• Seinfeld2000 in the intro to their interview with Wayne Knight:

    Look. i like to “goof around ” a lot on social media. But when youre talking to a screen & stage legend like Wayne Knight who is ENSCONSED in the seinfeld universe and emblazoned in popular cutlure, its time to get serious. im glad i did bc the result is honestly one of the best interviews in journalism history.

    This interview with the actor behind Seinfeld’s Newman character has the best ending to any celebrity interview, and is overall the best celebrity interview ever published by a website.

  • There is this draft of an essay I’ve been trying to write for a few weeks about how people don’t understand what free speech is. It isn’t something afforded to users of private websites. Private websites have choices in what they host beyond the legalities of their locality.

    When a user is banned from a private site for any reason their free speech rights haven’t been trampled because it isn’t their government doing the banning.
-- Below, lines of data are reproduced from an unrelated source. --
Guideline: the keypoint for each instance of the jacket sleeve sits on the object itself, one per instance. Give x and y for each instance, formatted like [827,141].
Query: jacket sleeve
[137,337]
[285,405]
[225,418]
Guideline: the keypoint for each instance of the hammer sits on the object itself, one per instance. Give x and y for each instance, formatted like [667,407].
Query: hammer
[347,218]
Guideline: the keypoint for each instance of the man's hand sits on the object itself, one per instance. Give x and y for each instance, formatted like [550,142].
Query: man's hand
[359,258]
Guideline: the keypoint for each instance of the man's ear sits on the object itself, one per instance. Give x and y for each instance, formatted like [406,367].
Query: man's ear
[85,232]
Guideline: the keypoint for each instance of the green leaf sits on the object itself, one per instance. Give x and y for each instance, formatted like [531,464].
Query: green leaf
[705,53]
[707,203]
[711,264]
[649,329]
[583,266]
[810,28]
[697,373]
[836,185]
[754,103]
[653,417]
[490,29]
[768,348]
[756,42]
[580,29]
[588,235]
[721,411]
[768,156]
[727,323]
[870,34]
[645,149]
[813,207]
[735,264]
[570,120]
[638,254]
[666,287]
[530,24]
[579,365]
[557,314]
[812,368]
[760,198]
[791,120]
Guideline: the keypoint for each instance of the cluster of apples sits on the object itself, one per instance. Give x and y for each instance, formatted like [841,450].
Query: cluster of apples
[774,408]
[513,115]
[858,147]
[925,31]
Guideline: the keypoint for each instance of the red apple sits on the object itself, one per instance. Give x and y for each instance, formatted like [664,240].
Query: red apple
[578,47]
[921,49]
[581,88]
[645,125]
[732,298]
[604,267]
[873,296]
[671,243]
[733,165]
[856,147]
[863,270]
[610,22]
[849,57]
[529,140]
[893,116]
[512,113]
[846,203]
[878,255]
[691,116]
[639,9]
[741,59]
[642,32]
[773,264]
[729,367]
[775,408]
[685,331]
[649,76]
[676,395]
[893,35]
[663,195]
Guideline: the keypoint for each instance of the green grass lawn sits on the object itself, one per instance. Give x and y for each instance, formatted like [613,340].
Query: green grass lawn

When content is deleted from a website because a government tells them to, then their free speech rights have been violated. That’s the extent of it.

    Whenever any person, business, or project runs a website where users can submit comments or pictures or any kind of content there is a responsibility to moderate that content and remove anything that is at a minimum illegal. Most sites go the extra step of trying to encourage healthy discussion by attempting to remove trolls and other forms of harassment and objectionable content.

    In order to do that, sites have policies or rules that members must adhere to. It makes it much easier if instead of a community manager saying “this isn’t allowed” and banning a user, the site has a set of rules to point to and enforce. Good community managers want these policies and rules to be a tool of last resort. Usually the first level of escalation should be a private conversation with someone if their content isn’t completely out of line or spam.

    Here we are today in August of 2015 and Reddit has been operating with minimal policies in place for a little over a decade.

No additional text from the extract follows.